More than any other Jewish festival, Passover has the potential to be one of the greatest wine evenings of the year. It is an unfortunate truth, however, that most Jewish families will choose insipidly saccharine Manischewitz wine to act as the sole representative from the vast array of wines the world has to offer. This year, in an effort to alter this deplorable situation, I have taken it upon myself to at least broaden the horizons of my immediate family. Aware that this Passover will be the first which commingles my family with my in-laws, and that the Seder’s participants will span the spectrum from wine aficionado to the openly skeptical, I knew this would be no trifling task. Which wines can please such a large and outspoken family? Do I focus on high-end or low-end, French of Californian, red or white? How much should I spend? These questions, which are no doubt common to anyone having the chutzpah to volunteer as their family’s wine bearer, threatened to overwhelm my calculations and ruin a fortnight’s worth of sleep. Fortunately, one doesn’t need to seek out a burning bush to select fitting wines for a family gathering. Instead it takes but a little research and a few pointed questions to your local wine provider. Here are some of the considerations and discoveries that guided my thinking and may be useful in your own Seder planning.

Since I will be the most critical imbiber of the wines served, I opted not to splurge on the pricier selections that caught my eye, but instead to average about $15 a bottle and aim for crowd pleasers. I also felt that the best way to celebrate a holiday that centers upon the exodus of the Jewish people from Egypt on their way to the Promised Land is to only raise glasses hailing from the state of Israel. With these thoughts in mind, I eventually settled on the Tishbi Cab-Petit Syrah 2002, the Galil Mountain Chardonnay 2004, and the Barkan Reserve Chardonnay 2000. The Tishbi is a medium-bodied and low tannin wine that will provide just enough lush fruit to satisfy the Seder participants used to full-bodied California and Australia wine, but not dense enough to scare away people accustomed to drinking only whites or light reds. I also chose two Chardonnays to adorn our Passover table. Since there is such a plethora of Chardonnay on the market, odds are you will be able to find a few decent bottles at good value.

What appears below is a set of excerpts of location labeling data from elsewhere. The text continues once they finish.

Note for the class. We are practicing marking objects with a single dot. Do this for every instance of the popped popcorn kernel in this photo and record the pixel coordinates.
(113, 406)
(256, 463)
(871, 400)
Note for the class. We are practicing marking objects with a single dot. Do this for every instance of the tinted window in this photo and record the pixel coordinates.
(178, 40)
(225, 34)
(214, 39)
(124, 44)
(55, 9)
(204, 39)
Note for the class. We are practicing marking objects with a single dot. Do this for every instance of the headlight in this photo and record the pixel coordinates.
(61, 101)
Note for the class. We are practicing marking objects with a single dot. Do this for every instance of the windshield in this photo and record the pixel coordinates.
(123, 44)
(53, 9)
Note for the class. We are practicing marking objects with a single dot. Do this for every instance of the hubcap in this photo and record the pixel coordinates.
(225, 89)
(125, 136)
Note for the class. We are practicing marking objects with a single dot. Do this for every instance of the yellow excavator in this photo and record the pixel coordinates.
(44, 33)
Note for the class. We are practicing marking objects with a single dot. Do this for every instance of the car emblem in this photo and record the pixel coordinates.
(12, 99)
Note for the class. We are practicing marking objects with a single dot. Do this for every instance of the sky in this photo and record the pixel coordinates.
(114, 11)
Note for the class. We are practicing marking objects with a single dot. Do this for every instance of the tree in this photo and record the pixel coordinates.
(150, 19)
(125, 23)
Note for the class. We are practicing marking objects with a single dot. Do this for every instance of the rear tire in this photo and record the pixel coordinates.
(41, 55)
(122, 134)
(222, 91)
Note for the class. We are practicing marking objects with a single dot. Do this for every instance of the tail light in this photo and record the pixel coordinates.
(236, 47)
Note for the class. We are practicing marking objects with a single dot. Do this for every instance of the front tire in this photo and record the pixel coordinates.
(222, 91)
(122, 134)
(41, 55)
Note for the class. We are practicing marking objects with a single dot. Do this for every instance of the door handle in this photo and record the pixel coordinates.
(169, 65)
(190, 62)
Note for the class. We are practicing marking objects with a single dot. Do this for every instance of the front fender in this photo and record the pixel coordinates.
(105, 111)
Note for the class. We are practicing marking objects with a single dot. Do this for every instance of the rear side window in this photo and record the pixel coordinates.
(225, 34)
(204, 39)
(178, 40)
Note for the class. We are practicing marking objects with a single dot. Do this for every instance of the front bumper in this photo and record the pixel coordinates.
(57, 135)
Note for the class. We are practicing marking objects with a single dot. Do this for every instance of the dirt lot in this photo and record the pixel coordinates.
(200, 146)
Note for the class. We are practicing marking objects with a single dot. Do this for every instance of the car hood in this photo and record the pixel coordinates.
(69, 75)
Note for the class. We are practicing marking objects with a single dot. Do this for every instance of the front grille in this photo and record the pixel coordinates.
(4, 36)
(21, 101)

The two Chardonnays I selected represent two different styles of Chardonnay production. The Galil is a full-bodied, buttery Chardonnay with tropical fruit flavors on the palate and vanillin aromas on the nose. In contrast to this, Barkan’s Chardonnay is more subdued in flavor and body. This Chardonnay attempts to stay truer to the more traditional French style of Chablis production and highlight the soft peppery and citrus flavors of the Chardonnay grape.

For my last bottle of white, I chose the Dalton Reserve Sauvignon Blanc 2003. This Sauvignon Blanc is commonly believed to be the best of its kind produced in Israel today. It boasts tangy fruit notes underscored by an herbal nose, and is a nice alternative for those who prefer crisp minerality in their whites. Lastly, I decided to purchase the Gamla Pinot Noir 2004. The higher altitudes of the Galilee allow for the production of grapes that are best expressed in a cooler climate. This Pinot Noir produces a highly aromatic wine with layers of berry, floral, and cinnamon flavors. The Gamla is sure to be a great accompaniment to the meal and to be a hit with both the white and red wine drinkers at the table.

I hope that these selections may inspire you or help you make the same hard choices I had to make. Have a Happy Passover!